Implement semi-analytic root solver in Zhang (2022)

[kmzzhang]

Hi Frac,

As we discussed, the semi-analytic root solver may substantially faster than the AE solver. Let's see if we can implement it in JAX and see how it works out.

https://github.com/kmzzhang/analytic-lensing
https://arxiv.org/abs/2207.12412

Keming

[fbartolic]

Hi @kmzzhang ,

If I got it right, the algorithm is:

1. Solve eq. for 2 single lens images, pick image with Re(z) < 0.
2. Intialize Newton or Laguerre solver with that value and find a single isolated root of the 5th order complex polynomial.
3. Get coefficients for the 4th order complex polynomial using polynomial division.
4. Solve analytically for the 4 roots and combine with the first root to obtain all images.

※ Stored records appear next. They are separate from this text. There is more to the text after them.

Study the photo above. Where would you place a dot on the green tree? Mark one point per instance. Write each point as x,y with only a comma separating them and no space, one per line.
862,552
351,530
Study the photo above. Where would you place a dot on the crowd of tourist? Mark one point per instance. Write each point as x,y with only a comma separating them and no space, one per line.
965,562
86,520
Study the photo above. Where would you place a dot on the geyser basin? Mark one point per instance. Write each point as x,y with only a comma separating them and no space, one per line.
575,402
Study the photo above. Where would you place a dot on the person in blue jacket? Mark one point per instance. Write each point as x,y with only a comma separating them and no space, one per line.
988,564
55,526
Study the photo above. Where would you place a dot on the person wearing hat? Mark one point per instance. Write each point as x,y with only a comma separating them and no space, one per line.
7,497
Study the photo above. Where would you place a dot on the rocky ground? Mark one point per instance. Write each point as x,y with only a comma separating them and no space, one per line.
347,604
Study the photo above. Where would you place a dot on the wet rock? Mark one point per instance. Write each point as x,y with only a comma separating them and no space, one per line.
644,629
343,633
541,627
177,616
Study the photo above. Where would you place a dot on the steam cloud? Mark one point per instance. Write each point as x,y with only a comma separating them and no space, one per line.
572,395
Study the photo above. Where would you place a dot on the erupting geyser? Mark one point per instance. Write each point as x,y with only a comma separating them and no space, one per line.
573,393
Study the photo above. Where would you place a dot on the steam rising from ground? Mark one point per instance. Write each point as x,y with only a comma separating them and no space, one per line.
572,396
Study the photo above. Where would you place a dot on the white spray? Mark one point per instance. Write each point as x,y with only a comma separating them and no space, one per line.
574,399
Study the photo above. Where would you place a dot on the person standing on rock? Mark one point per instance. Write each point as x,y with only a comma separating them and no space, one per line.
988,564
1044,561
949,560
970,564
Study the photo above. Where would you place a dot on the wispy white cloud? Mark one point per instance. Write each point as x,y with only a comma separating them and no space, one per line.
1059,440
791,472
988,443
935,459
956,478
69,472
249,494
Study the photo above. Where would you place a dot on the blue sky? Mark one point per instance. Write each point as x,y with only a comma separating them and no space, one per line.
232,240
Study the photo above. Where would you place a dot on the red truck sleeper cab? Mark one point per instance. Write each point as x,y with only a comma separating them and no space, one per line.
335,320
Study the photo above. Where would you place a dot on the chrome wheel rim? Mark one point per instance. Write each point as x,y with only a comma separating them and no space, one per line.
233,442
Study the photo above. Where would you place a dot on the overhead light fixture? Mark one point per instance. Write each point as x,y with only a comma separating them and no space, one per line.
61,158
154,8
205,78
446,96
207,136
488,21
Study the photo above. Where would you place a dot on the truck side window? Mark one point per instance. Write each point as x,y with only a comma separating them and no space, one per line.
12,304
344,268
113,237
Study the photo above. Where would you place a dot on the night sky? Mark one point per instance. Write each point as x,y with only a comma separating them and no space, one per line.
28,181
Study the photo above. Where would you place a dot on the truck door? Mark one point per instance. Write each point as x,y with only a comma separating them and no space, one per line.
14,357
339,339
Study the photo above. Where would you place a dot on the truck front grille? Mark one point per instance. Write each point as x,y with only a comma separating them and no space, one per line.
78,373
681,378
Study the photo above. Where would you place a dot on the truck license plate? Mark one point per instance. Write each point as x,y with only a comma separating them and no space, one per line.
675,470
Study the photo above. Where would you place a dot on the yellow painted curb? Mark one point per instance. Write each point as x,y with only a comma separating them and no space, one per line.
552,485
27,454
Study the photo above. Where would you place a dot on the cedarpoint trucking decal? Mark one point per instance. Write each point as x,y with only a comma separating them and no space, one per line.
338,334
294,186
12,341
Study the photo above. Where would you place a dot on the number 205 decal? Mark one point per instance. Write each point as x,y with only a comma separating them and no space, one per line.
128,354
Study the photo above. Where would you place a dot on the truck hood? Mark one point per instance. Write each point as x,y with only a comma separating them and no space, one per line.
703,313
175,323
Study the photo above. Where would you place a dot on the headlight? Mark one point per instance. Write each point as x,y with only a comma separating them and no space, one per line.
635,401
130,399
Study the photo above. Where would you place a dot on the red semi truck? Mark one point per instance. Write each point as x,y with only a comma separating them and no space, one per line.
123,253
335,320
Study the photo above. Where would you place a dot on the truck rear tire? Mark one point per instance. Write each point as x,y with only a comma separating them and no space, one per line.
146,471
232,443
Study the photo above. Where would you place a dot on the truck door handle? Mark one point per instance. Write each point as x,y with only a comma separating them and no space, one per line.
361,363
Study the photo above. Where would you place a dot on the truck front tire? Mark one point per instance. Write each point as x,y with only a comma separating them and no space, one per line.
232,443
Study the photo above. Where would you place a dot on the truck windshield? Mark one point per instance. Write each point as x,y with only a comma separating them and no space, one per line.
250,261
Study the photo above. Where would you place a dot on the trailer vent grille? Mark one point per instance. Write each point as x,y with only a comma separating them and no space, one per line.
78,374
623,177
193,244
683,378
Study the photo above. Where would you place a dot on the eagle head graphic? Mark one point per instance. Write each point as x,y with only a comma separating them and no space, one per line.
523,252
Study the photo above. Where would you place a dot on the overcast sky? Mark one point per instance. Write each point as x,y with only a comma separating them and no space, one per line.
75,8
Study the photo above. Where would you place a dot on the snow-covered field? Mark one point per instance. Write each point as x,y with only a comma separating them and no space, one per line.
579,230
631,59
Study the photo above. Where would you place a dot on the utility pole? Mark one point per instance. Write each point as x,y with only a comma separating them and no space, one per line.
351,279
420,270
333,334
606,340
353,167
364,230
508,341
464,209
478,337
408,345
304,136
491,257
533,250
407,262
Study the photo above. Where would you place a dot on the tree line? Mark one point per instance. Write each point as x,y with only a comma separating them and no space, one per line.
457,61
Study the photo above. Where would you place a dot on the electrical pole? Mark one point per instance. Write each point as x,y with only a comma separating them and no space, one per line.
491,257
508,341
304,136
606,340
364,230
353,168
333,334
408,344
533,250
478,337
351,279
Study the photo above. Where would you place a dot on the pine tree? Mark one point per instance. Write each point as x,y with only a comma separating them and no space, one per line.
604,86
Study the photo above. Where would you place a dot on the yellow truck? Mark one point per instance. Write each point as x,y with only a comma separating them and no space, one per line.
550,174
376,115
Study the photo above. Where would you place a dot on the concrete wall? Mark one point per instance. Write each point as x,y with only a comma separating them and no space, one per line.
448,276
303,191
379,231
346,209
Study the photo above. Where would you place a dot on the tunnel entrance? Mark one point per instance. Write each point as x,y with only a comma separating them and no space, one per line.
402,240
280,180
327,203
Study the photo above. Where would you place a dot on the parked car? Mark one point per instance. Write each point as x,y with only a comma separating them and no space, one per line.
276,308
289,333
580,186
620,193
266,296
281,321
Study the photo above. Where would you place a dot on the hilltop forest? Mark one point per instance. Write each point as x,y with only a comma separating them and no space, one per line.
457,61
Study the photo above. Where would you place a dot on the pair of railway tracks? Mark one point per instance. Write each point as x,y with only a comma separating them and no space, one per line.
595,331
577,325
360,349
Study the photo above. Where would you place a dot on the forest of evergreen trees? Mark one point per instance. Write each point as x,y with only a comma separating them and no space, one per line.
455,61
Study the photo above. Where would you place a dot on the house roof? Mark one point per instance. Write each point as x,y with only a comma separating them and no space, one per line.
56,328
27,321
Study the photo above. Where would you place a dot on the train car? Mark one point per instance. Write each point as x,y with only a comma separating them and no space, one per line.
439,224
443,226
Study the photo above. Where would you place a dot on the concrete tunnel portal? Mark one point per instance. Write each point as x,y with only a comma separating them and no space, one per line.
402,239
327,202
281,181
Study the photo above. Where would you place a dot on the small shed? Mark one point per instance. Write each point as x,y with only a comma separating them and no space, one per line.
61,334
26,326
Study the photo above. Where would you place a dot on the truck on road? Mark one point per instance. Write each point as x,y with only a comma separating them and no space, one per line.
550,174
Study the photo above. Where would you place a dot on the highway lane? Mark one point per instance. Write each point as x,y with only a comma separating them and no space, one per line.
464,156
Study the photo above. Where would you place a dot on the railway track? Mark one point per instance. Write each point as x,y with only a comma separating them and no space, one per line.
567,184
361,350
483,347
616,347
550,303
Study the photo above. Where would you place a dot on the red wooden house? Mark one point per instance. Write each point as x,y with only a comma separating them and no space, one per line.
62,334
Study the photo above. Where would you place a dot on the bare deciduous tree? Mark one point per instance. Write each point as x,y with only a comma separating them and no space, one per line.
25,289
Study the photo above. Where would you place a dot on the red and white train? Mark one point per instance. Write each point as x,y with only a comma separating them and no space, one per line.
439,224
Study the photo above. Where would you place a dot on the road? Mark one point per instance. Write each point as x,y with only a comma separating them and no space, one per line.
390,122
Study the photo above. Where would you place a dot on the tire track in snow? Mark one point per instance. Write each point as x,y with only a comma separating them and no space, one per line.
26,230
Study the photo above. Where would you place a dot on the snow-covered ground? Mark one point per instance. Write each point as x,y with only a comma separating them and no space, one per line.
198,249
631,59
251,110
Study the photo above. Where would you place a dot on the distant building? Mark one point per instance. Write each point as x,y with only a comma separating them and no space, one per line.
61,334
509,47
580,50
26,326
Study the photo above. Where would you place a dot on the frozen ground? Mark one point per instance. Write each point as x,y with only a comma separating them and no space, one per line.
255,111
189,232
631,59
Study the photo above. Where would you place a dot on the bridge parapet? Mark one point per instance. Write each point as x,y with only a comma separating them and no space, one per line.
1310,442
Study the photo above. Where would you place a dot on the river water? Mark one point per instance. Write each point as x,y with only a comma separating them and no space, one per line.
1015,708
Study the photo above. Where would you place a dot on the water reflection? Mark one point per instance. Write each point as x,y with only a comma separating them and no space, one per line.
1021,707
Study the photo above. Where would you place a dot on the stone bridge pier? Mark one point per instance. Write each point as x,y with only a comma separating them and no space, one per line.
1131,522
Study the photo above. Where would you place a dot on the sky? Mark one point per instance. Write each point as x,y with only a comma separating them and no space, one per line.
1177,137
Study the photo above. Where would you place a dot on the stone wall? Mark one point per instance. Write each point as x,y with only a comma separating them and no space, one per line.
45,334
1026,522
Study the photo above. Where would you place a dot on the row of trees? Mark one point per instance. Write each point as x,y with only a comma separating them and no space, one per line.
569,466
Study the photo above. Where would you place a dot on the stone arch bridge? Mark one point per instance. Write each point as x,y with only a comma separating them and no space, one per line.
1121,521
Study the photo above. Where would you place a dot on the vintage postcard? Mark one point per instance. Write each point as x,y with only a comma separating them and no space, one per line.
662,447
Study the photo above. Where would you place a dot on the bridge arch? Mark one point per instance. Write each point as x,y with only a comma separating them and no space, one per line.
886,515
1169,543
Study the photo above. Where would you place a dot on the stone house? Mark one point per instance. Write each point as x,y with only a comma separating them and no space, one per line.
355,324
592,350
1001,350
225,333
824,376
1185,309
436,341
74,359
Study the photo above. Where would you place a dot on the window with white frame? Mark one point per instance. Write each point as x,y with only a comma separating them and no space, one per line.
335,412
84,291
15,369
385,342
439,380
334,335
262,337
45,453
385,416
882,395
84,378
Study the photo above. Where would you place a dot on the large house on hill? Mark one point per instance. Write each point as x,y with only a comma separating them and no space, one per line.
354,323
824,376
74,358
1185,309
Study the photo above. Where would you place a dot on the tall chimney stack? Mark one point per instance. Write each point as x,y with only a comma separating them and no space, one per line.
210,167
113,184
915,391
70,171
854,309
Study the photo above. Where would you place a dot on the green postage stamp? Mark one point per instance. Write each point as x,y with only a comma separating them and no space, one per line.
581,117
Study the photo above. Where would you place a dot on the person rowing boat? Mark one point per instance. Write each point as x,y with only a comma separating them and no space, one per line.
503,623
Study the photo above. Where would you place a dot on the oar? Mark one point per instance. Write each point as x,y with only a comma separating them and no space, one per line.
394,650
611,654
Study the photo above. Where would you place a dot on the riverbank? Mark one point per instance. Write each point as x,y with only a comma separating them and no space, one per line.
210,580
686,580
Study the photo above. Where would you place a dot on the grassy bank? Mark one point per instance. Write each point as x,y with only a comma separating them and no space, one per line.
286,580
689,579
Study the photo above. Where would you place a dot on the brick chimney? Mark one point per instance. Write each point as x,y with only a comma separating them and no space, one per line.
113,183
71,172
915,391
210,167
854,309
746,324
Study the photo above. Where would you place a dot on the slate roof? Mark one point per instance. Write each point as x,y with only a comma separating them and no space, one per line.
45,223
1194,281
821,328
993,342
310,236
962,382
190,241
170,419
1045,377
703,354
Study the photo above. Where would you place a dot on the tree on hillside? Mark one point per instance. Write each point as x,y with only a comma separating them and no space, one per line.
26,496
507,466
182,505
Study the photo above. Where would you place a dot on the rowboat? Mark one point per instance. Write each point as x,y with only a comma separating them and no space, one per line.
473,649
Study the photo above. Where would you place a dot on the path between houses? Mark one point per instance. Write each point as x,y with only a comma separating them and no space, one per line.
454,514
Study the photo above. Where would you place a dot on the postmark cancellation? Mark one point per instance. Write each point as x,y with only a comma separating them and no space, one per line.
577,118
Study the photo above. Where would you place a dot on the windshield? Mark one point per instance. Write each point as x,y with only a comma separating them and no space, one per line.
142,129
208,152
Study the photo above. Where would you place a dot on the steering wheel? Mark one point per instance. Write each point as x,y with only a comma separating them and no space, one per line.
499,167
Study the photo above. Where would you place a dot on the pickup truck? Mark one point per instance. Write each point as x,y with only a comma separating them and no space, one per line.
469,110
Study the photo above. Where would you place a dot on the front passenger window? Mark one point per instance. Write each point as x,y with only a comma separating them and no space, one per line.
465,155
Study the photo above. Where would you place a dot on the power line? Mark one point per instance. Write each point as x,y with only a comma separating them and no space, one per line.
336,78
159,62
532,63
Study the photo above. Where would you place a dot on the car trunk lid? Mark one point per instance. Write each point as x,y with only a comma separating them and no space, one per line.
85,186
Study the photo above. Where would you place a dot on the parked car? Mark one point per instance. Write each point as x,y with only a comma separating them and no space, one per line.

This should be trivial to do in JAX to integrate within the caustics API. I'll work it out in a notebook and post here when I obtain some results on performance improvements.

Is this method not what Skowron & Gould are doing in their optimized zroots routine?

[kmzzhang]

Hi @fbartolic,

The algorithm is exactly as you described. As for step 3, the quartic coefficients can be pre-determined by substituting z with z+z0 in the quintic polynomial (z0 is found in step 2) and dropping the zeroth-order coefficient that will be close to zero. See https://github.com/kmzzhang/analytic-lensing/blob/main/exact.py#L144.

Nope, Skowron & Gould (neither do other algorithms I know of) does not use the single lens image location as an initial guess. If I understand correctly, it uses a combination of Newton + Laguerre's method for point source evaluations. When there exists approximate roots for finite source calculations from previous locations, It numerically solves for the two "in caustic" images, factors them out, and analytical solves for the three other images.

[fbartolic]

Here's a first attempt:
https://gist.github.com/fbartolic/f1021daf7dd44021b3befce763db6819

I'm getting the wrong answer for the 4 roots, I'm guessing because we define the coordinate system differently. In caustics the coordinate system is set up such that the origin is at the midpoint of the two lenses which are both on the real line located at a (lens with mass fraction e1) and -a (lens with mass fraction 1-e1), where s=2a. I'll get back to this some time tomorrow.

[kmzzhang]

I'm working on correcting it and will upload soon

[kmzzhang]

Ok I fixed it: https://gist.github.com/kmzzhang/831bbc3282cb0c08ba702631e2023842
Changes are:

1. coordinate transformation: also has to scale by (1-e1)**0.5 because units are defined in Einstein radius of primary mass and total mass.
2. I see you used the original "NKrvavica/fqs" code --- it doesn't work out of the box for complex polynomials. Specifically its cubic solver that I had to rewrite.

[fbartolic]

coordinate transformation: also has to scale by (1-e1)**0.5 because units are defined in Einstein radius of primary mass and total mass.

Thanks for spotting this!

For consistency, we should derive the coefficients of the reduced polynomial using SymPy like I did here.

I see you used the original "NKrvavica/fqs" code --- it doesn't work out of the box for complex polynomials. Specifically its cubic solver that I had to rewrite.

Oh i see. I just copied that code blindly because it was quicker to port it to JAX. We don't need to vectorize the functions
at this level because it is better to use vmap to vectorize over the coefficients (at least on the CPU).

Have a look at the the revised notebook. Initial test looks good, semi-analytic method is accurate to within 1e-10 with fixed nr. of 15 Newton iterations. Speedup over Aberth-Ehrlich is less impressive than I though though, 0.67 ms vs 1.05ms for evaluating the roots of 200 polynomials very close to the caustics. This is without custom initialization and sequential updating.

I think it's worth the effort of implementing this properly but it doesn't seem like we'd get a speedup above a factor of 2 or so.

It's possible that I made a mistake somewhere though. I'll do a proper comparison tomorrow night.

[kmzzhang]

Good to hear! I'm sure it can be further optimized since it's currently 2x slower than my python implementation on my machine. I've been deriving coefficients in Mathematica -- I can replace it later with your parameterization.

I've created a draft pull request #17 for a shared platform for us to work together on. You should have push access to that branch. Let me know if you have other preferences.